I am seeing drift in fix positions when my rover is static. This is processed in RTKLib against a Leica base station RINEX. The Reach was static for about 20 minutes and the XY positions show a drift in the order of a metre with fix solutions. The Z is (almost) acceptable in terms of stability). See attached plot.
I am using a new Reach M+ which wasfired up for the first time and updated a couple of weeks ago (sorry, I don’t have it to hand to post the reachview version but I assume it is the latest).
The antenna (shipped with M+) is on a 100mm aluminium base plane on a mast on a quadrotor drone (all switched off during test - see photo). Interestingly I didn’t see drift when I tried last week in almost the same location with the antenna not attached to the drone (or base plane).
I’ve tried fiddling with config parameters and get varying proportions Q1, but whenever I get fix solutions I see the drift. Interestingly, when the values only achieve float the drift is less pronounced/non-existent but, as expected, there is more ‘noise’.
I attach the log files and the config I’m using in RTKLib.
Any suggestions or help would be greatly appreciated, since 1m drift over 20 minutes might not be noticeable in a moving survey but would definitely ruin the results.
The second strange thing is that you’re saying that the rover is static but on the screenshot below I can see that it’s moving slowly as you mentioned.
When you say “the second strange thing”, what is the first? IS there something odd about the satellite visibility plots you nposted? If so, my untrained eye can’t see it.

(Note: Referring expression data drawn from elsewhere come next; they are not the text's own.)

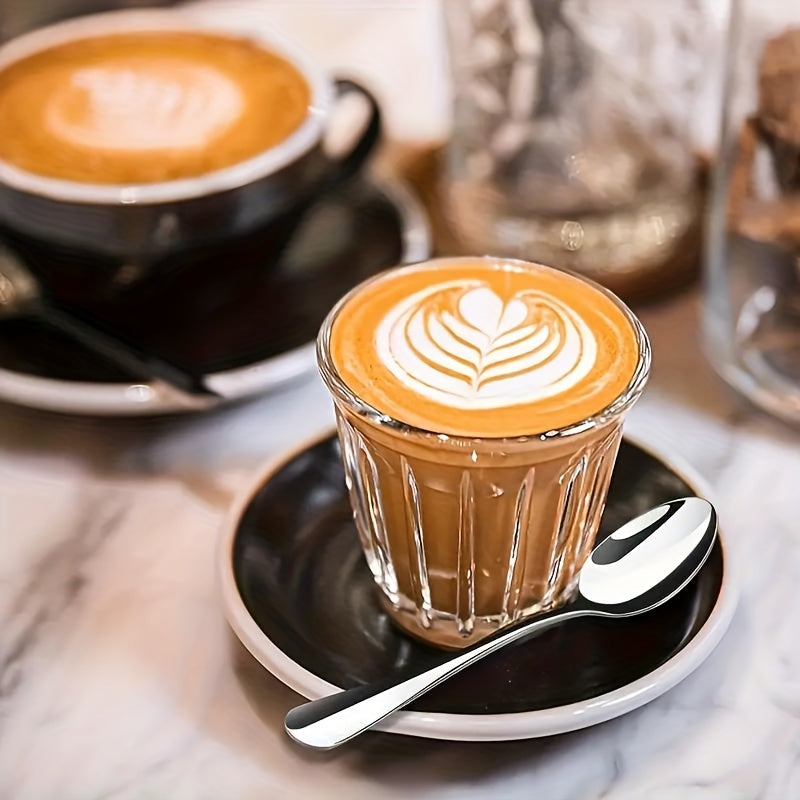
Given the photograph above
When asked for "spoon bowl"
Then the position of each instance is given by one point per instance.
(640, 566)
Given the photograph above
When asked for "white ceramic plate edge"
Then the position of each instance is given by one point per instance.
(482, 727)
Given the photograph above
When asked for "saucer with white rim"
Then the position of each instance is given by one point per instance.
(245, 342)
(298, 594)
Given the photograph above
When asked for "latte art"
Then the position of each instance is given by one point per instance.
(482, 347)
(144, 105)
(466, 346)
(147, 106)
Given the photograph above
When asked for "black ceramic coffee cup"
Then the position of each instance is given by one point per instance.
(92, 243)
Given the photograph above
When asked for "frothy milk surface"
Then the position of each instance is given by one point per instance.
(146, 107)
(484, 347)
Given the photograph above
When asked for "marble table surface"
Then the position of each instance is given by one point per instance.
(120, 679)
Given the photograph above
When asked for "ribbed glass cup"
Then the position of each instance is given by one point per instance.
(464, 535)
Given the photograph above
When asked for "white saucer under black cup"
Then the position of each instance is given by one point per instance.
(246, 337)
(297, 592)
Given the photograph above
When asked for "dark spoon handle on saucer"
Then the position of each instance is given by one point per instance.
(131, 358)
(331, 721)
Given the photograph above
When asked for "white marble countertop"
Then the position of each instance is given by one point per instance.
(120, 679)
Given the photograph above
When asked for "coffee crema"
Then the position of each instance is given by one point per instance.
(484, 347)
(146, 107)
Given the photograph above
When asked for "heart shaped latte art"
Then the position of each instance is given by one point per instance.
(467, 347)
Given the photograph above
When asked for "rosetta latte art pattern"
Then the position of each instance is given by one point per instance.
(141, 105)
(465, 346)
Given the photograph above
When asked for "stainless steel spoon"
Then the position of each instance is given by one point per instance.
(638, 567)
(21, 295)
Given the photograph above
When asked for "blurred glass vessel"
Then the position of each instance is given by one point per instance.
(752, 270)
(575, 138)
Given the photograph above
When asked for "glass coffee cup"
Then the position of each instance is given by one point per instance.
(480, 404)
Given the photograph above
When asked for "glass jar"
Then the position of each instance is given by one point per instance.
(752, 266)
(575, 136)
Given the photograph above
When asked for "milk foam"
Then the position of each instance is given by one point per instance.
(459, 343)
(139, 105)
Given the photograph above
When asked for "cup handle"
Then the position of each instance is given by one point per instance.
(349, 163)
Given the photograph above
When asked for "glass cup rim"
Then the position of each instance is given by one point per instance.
(343, 395)
(164, 20)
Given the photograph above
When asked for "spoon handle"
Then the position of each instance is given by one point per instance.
(330, 721)
(147, 366)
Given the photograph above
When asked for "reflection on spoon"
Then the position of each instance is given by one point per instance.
(637, 568)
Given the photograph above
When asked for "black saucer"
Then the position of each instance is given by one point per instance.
(238, 317)
(309, 604)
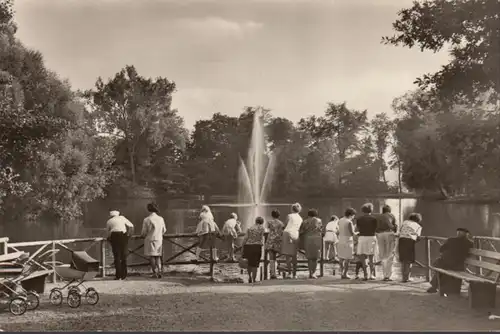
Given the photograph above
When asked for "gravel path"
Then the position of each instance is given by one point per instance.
(141, 304)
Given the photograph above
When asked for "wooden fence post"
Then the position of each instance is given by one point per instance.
(103, 258)
(428, 259)
(477, 243)
(321, 260)
(54, 275)
(212, 260)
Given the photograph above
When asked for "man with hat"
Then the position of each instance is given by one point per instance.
(453, 254)
(119, 229)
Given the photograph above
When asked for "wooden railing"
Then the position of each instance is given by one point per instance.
(485, 243)
(431, 243)
(3, 245)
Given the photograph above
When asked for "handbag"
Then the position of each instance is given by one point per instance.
(243, 263)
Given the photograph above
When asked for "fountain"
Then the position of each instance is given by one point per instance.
(254, 178)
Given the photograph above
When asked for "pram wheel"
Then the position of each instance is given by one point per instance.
(18, 306)
(74, 299)
(55, 297)
(32, 300)
(91, 296)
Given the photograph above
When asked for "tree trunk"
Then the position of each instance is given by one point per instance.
(400, 184)
(443, 191)
(131, 157)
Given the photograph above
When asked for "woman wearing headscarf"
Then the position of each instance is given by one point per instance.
(153, 229)
(311, 230)
(273, 242)
(231, 231)
(207, 231)
(252, 247)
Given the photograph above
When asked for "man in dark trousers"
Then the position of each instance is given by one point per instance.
(119, 229)
(453, 254)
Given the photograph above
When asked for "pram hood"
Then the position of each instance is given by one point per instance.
(84, 262)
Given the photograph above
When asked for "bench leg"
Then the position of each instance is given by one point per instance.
(482, 295)
(448, 285)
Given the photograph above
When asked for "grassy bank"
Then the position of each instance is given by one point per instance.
(325, 304)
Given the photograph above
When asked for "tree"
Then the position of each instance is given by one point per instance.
(382, 128)
(470, 29)
(138, 111)
(212, 156)
(340, 124)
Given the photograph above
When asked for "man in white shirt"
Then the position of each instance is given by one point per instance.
(119, 229)
(231, 231)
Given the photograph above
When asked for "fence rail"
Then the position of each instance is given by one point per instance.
(430, 243)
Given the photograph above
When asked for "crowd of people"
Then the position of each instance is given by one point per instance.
(352, 239)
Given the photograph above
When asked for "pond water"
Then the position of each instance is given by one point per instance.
(439, 218)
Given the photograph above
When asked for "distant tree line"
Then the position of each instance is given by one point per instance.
(61, 148)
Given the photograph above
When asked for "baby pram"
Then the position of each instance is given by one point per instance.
(82, 268)
(12, 292)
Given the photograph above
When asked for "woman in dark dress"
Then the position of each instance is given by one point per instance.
(311, 230)
(273, 243)
(252, 249)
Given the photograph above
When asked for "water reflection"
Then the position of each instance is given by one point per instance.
(439, 218)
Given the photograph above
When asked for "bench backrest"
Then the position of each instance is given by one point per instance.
(484, 259)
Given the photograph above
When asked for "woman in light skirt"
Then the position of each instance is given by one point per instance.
(207, 231)
(153, 229)
(345, 246)
(290, 239)
(409, 234)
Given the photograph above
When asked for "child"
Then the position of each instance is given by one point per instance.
(357, 258)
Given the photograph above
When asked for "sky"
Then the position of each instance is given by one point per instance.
(291, 56)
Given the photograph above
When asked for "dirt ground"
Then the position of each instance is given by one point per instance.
(328, 303)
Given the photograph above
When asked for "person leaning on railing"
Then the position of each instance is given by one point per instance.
(207, 231)
(153, 229)
(409, 234)
(454, 252)
(119, 230)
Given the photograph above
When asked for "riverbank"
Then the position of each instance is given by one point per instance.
(170, 304)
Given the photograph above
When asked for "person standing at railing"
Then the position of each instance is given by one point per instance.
(231, 231)
(290, 239)
(345, 246)
(311, 230)
(153, 229)
(252, 247)
(207, 231)
(386, 240)
(454, 252)
(409, 233)
(273, 242)
(366, 226)
(119, 230)
(331, 238)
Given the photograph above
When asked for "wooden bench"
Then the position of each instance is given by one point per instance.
(482, 288)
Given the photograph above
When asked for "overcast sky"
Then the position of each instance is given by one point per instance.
(292, 56)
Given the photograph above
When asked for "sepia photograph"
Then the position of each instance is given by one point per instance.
(249, 165)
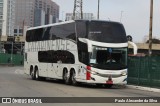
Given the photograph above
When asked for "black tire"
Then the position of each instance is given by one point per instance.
(37, 77)
(66, 78)
(73, 79)
(37, 74)
(32, 73)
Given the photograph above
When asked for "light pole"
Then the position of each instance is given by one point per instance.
(98, 10)
(150, 29)
(121, 16)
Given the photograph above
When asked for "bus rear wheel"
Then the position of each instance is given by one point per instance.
(66, 77)
(73, 78)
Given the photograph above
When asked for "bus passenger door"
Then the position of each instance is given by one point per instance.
(51, 70)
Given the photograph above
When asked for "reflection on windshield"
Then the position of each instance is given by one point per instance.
(109, 58)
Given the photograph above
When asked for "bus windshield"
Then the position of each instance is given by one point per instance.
(108, 32)
(109, 58)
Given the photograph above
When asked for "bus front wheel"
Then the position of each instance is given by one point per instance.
(66, 77)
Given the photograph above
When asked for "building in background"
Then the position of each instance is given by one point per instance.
(33, 13)
(87, 16)
(7, 17)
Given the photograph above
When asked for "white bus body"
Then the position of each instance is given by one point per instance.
(77, 51)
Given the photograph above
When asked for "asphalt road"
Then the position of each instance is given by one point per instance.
(14, 83)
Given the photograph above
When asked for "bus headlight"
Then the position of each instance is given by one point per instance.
(124, 73)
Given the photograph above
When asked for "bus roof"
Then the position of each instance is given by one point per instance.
(61, 23)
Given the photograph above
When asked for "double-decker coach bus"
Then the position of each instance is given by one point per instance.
(88, 51)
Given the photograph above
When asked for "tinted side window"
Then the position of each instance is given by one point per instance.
(81, 28)
(34, 35)
(63, 31)
(55, 56)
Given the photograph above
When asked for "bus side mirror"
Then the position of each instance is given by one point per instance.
(129, 38)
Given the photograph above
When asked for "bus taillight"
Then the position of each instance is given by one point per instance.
(88, 74)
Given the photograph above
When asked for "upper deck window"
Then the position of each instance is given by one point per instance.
(108, 32)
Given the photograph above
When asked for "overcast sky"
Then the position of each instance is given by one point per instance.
(135, 15)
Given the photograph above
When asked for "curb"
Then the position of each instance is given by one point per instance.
(144, 88)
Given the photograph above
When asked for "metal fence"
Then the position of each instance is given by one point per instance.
(15, 59)
(144, 71)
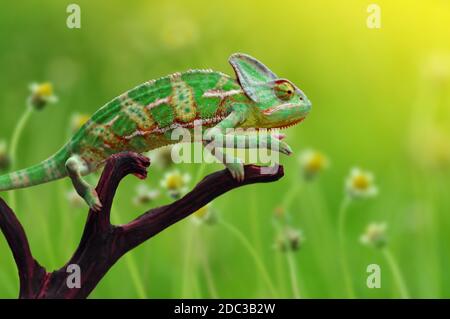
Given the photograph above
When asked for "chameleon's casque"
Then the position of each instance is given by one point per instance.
(143, 118)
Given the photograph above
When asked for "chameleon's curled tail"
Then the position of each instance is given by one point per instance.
(51, 169)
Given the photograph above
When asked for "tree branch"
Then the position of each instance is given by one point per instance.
(102, 244)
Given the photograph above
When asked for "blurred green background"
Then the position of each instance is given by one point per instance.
(381, 101)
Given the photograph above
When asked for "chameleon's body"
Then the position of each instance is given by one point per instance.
(143, 118)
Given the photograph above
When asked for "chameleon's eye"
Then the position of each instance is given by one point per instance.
(284, 90)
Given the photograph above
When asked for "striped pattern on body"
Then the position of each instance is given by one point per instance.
(139, 120)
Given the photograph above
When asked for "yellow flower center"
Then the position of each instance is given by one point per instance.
(79, 121)
(44, 89)
(316, 162)
(361, 182)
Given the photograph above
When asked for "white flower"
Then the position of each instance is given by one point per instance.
(375, 235)
(313, 162)
(175, 183)
(145, 194)
(360, 184)
(41, 95)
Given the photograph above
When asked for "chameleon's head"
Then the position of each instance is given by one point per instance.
(279, 103)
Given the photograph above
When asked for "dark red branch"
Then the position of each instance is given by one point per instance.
(102, 244)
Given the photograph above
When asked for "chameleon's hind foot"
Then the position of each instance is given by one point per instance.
(76, 167)
(91, 198)
(236, 169)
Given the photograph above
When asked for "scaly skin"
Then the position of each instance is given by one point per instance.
(143, 119)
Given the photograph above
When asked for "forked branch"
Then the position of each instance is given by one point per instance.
(102, 243)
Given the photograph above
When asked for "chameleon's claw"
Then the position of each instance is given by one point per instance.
(285, 148)
(236, 171)
(93, 201)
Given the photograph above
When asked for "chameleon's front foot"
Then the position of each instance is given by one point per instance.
(236, 169)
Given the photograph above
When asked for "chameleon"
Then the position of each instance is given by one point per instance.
(143, 118)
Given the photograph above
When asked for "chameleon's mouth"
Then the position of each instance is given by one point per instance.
(292, 123)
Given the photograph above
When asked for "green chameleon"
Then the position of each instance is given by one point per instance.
(143, 119)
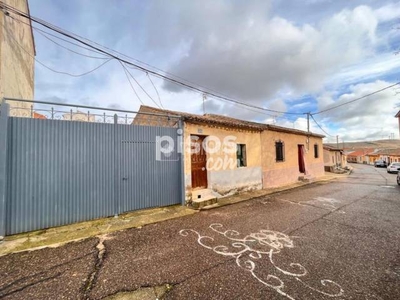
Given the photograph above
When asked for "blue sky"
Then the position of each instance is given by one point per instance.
(292, 56)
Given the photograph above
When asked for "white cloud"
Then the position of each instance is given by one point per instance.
(369, 118)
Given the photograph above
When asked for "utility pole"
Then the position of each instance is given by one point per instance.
(204, 103)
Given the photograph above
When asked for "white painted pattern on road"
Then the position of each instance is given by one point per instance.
(247, 258)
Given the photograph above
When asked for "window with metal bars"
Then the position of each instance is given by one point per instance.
(280, 151)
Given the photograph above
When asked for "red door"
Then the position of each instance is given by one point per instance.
(302, 166)
(199, 161)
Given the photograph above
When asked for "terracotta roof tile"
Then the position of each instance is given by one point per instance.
(226, 121)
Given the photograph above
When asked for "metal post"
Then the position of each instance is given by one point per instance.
(116, 169)
(181, 150)
(4, 113)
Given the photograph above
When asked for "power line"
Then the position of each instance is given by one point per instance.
(49, 68)
(321, 126)
(192, 87)
(148, 95)
(73, 51)
(357, 99)
(158, 95)
(43, 32)
(127, 77)
(185, 83)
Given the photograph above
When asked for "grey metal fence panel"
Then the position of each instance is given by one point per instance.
(145, 180)
(4, 111)
(61, 172)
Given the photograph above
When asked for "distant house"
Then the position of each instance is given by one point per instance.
(235, 155)
(79, 116)
(334, 158)
(37, 115)
(359, 155)
(17, 64)
(389, 155)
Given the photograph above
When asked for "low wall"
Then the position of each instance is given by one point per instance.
(285, 176)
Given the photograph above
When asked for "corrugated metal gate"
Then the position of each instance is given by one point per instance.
(61, 172)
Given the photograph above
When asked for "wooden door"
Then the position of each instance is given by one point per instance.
(199, 161)
(302, 167)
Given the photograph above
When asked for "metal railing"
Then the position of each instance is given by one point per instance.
(84, 113)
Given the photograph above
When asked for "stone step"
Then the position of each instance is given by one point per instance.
(305, 178)
(204, 203)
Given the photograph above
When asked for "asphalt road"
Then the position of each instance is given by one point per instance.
(336, 240)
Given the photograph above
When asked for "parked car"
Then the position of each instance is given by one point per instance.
(398, 178)
(393, 168)
(380, 163)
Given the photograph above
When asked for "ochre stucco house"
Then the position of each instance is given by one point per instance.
(244, 155)
(334, 158)
(17, 64)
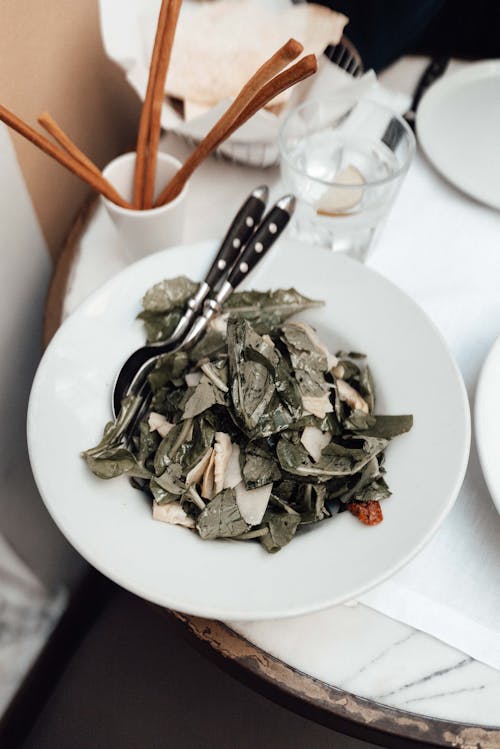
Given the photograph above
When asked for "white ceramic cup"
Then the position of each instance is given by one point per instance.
(146, 231)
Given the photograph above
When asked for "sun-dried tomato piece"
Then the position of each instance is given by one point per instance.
(370, 513)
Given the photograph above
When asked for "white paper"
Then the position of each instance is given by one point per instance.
(128, 33)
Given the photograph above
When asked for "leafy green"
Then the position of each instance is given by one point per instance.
(389, 427)
(268, 309)
(169, 294)
(204, 397)
(115, 461)
(256, 382)
(221, 517)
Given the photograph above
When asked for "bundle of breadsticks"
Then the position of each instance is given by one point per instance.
(271, 79)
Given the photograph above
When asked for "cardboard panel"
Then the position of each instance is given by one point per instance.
(52, 59)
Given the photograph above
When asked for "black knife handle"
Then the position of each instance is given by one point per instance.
(238, 234)
(266, 235)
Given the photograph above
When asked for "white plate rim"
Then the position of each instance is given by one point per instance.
(482, 413)
(237, 615)
(473, 72)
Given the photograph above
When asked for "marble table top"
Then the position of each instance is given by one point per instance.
(354, 647)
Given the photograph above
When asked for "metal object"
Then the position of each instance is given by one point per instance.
(345, 56)
(238, 234)
(141, 362)
(434, 70)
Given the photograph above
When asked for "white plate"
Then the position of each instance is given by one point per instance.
(458, 126)
(110, 523)
(487, 422)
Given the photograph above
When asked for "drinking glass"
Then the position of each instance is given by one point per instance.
(345, 161)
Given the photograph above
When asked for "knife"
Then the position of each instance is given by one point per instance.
(433, 71)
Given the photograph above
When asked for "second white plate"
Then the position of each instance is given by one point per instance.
(458, 126)
(110, 523)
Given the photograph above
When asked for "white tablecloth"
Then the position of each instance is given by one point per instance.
(443, 249)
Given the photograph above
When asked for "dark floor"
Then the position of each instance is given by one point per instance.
(136, 683)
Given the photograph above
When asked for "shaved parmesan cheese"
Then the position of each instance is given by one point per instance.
(252, 503)
(268, 340)
(192, 379)
(317, 405)
(222, 449)
(172, 513)
(157, 422)
(331, 360)
(196, 473)
(314, 440)
(232, 476)
(219, 324)
(351, 397)
(207, 486)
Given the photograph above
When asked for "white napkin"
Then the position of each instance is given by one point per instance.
(127, 32)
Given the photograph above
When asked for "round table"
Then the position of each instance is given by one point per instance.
(385, 681)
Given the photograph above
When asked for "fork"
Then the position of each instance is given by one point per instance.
(256, 248)
(241, 229)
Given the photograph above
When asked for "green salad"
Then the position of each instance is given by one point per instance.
(257, 431)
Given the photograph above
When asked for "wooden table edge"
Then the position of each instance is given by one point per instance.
(312, 698)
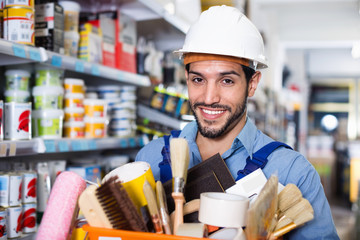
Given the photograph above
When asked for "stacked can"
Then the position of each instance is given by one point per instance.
(74, 125)
(10, 201)
(18, 23)
(123, 114)
(28, 200)
(17, 108)
(48, 95)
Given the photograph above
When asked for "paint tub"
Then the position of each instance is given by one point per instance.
(48, 97)
(95, 107)
(46, 76)
(73, 100)
(74, 129)
(94, 127)
(71, 43)
(19, 24)
(17, 79)
(17, 96)
(17, 121)
(1, 120)
(74, 114)
(27, 3)
(74, 85)
(71, 12)
(48, 123)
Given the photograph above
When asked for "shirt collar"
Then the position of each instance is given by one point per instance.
(246, 137)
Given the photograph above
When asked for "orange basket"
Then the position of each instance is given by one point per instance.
(95, 233)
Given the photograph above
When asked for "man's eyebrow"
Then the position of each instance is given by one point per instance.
(221, 74)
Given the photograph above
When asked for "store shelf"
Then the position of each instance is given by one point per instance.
(94, 69)
(14, 53)
(75, 145)
(21, 147)
(155, 116)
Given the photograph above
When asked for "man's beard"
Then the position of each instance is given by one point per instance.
(208, 132)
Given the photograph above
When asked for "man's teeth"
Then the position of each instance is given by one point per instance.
(212, 112)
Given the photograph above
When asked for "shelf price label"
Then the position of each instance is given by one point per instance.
(56, 61)
(79, 66)
(63, 146)
(35, 55)
(123, 143)
(95, 70)
(132, 142)
(50, 146)
(19, 50)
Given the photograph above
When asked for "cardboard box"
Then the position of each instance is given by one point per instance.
(49, 27)
(125, 46)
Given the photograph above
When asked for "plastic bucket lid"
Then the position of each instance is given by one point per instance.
(17, 93)
(17, 72)
(70, 6)
(47, 114)
(74, 81)
(74, 124)
(47, 90)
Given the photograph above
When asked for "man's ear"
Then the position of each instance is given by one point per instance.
(253, 83)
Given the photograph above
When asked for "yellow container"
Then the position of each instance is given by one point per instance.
(94, 127)
(95, 107)
(19, 24)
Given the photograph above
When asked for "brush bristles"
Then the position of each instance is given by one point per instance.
(150, 198)
(179, 151)
(261, 215)
(288, 197)
(118, 206)
(302, 206)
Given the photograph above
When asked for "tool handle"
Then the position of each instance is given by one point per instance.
(179, 204)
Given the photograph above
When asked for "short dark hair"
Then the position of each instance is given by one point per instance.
(249, 72)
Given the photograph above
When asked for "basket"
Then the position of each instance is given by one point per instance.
(95, 233)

Attached are the bas NAV and all raw logs.
Also attached is a phot showing where I set up, although without the equipment. Basically the base receiver was on top of the nearest corner of the building and the drone on the one slightly further away. Sorry for the poor quality photo. The sky visibility is, as you see, far from perfect, but I would have assumed that that would result in no FIX, rather than a fix, but with drift if visibility is the problem. There were sufficient satellites to get good RTK positions with the base using an NTRIP service.
Best to get the BASE as far up out of the way of adjacent buildings, trees etc. They are clipping your clear sky view of the satellites. Put the base on the highest building if your area is highly urban with many buildings, trees, etc. Just the nature of what works best using GNSS.
Your DOP will suffer quite a bit in the environment you show here, and the DOP will change over time, as different sats come in and out of view of the antenna.
Try run a simulation with Settings - Mission planning and input your obstructions etc. It’s a real eyeopener.
Green bars show satellites with good signal, as you can see you’ve only a few on base and rover screenshot.
It’s a normal situation if you place your base and rover as on your photo.
I’d recommend you to put UAV and base on the open space without any obstacles around and make one more test.
OK, I’m running a moving test in the field this week, so will include a static test too, see how it fares, and report back.
If it is satellite visibility, is there a way to stop the processing from reporting fix even though the data quality is clearly not adequate, to prevent false confidence?
For us, the “false result” is not the same as for device. If it can get fix solution with such sky view it will do this. During future logs post-processing, you can try different values for Elevation mask and SNR mask to get a suitable result for your environmental conditions.